Урсула Ле Гуин - Легенды Западного побережья (сборник)
– Что хорошего в моей памяти, во всех тех историях, которые я помню, если мужчинам не разрешается ни рассказывать их, ни слушать? – сказал я, чувствуя, как мой гнев, с таким трудом сдерживаемый, вновь вскипает и рвется навстречу ее яростному гневу.
– Ничего хорошего, – согласилась она. – Тебе бы следовало родиться женщиной, Гэвир Айтана. Тогда по крайней мере один из тех даров, какими ты обладаешь, возможно, принес бы тебе счастье.
– Но я не женщина, Гегемер Айтано, – с горечью промолвил я.
Она искоса глянула на меня, и выражение ее лица переменилось.
– Нет, – сказала она. – Но пока еще и не совсем мужчина. Хотя вскоре ты им станешь. – Она помолчала, глубоко вздохнула и снова заговорила: – Если хочешь, я дам тебе один совет, хотя вряд ли ты им воспользуешься. Видишь ли, пока ты помнишь себя, с тобой ничего плохого случиться не может. Но как только ты начнешь помнить дальше и шире, ты начнешь терять себя… ты начнешь блуждать в лесу собственных воспоминаний и видений.

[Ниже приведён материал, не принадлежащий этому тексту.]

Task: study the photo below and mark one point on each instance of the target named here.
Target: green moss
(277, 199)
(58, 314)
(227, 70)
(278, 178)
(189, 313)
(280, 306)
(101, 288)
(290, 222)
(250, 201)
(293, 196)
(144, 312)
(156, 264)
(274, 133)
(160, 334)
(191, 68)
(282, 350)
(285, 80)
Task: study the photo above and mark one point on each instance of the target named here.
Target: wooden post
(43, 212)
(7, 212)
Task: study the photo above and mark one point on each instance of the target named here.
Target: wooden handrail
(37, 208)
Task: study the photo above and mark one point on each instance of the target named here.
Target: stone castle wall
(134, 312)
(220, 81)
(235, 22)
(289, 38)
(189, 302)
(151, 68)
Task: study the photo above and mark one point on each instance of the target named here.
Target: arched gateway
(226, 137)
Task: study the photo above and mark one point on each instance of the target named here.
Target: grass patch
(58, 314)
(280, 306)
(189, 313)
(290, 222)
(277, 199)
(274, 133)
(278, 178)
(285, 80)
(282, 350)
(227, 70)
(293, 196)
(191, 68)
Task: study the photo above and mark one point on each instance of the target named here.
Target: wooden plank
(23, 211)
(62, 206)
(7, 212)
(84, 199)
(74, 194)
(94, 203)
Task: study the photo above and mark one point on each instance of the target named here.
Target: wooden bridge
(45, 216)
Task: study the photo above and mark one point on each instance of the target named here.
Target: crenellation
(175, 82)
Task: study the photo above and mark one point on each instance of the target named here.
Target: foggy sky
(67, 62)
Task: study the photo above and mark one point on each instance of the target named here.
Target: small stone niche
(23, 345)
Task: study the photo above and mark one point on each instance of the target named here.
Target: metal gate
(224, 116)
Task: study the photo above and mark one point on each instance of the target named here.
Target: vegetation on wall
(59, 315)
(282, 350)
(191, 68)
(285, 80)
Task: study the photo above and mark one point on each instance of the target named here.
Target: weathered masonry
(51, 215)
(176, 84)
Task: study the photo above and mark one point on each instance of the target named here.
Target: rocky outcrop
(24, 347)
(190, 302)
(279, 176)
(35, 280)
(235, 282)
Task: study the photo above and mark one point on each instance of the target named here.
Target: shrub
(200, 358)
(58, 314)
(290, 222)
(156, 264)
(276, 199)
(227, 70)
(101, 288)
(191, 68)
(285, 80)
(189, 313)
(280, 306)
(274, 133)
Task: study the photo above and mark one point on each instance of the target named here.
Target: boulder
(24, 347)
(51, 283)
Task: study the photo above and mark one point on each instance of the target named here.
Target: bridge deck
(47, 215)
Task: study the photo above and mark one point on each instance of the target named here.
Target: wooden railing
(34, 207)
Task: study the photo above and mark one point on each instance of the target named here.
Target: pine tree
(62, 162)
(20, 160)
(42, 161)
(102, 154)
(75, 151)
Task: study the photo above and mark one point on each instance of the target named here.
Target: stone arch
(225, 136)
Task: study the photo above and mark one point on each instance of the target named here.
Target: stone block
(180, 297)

Не теряй себя, сын Тано Айтано! Держись собственной жизни. Помни себя. Никто не говорил мне, что нужно делать именно так. Никто, кроме меня, не скажет тебе, как именно следует поступать. Что ж, рискни. А я, если когда-нибудь увижу тебя во время своих «прогулок со львом», непременно расскажу тебе, что видела. Иного подарка у меня для тебя, увы, нет. Ответного подарка. – И она, точно поясняя, что имеет в виду, качнула тушкой гуся, держа его за перепончатые красные лапы, потом нахмурилась и ушла.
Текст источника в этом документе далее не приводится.